DEMOCRACY AND THE DAILY SHOW

REPOSTED FROM VOX 8/09
We seem to have a DAILY SHOW thread going — not just here but across the web. My favorite is a piece on ALTERNET by the great writer and wonderful editor Jessica Clark, “Comedy, Like Reality, Has a Liberal Bias.” It debunks some of the complaints about current political satire — reminding us that there’s a basis in reality to much of the brilliant satire served up every night on Comedy Central. Beyond that, she reminds that — well read the piece. It’s worth the time and not very long anyway

To really understand the appeal of the program, however, go beyond the Bush-bashing to this.

The Daily Show

REPOSTED FROM VOX 8/08
OK so it’s almost midnight and Jon Stewart is going on about BP Oil, Condi Rice and Congress. There are those who think that Stewart is destroying youthful patriotism.

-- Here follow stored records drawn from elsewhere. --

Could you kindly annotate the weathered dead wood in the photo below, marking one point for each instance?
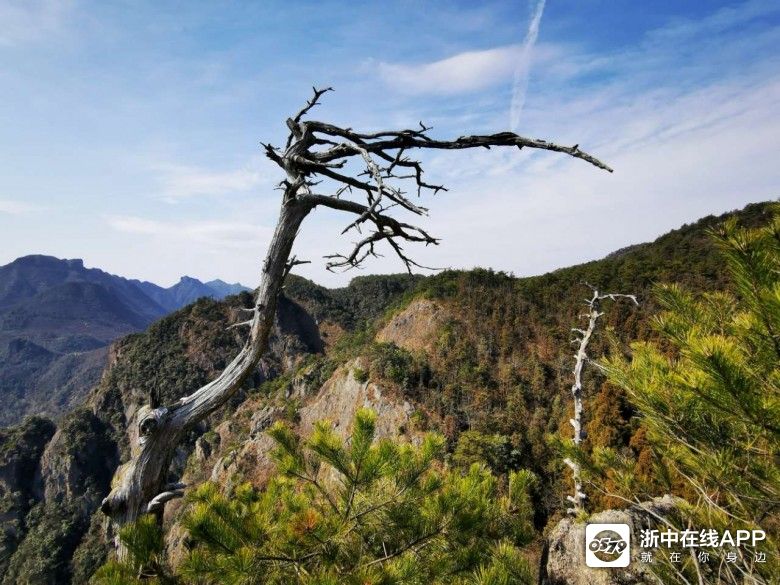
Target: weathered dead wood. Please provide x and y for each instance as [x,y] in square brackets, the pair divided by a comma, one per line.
[580,359]
[314,151]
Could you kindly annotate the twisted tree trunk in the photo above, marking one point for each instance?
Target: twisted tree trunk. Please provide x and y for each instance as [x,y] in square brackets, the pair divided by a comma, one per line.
[141,483]
[313,150]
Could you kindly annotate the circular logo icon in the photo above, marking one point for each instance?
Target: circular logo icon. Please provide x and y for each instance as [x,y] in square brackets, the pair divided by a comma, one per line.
[607,546]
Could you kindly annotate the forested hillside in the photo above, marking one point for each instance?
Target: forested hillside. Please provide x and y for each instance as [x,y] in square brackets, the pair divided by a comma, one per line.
[58,317]
[482,357]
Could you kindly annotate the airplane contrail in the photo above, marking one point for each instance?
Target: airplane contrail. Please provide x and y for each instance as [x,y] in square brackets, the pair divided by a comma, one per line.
[520,86]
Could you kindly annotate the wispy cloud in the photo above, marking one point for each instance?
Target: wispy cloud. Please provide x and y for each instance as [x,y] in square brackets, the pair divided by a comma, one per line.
[11,207]
[31,20]
[180,181]
[464,72]
[223,234]
[523,67]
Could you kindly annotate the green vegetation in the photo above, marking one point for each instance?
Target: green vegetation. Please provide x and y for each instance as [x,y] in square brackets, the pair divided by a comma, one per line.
[494,382]
[709,398]
[355,512]
[364,299]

Hardly.

To me, his satire is the only thing between many young people and total alienation. First of all, you have to know what it IS in order to laugh at it. Secondly, most polls show Americans who never heard of Comedy Central are as angry at Congress as the most tatooed, pierced or just plain pissed off kid.

Now there’s a commercial airing about Oliver Stone’s WORLD TRADE CENTER. I really want to see it but I’m afraid to go. Anyone else feel the same? Don’t know if I can got through this again — even for great cinema.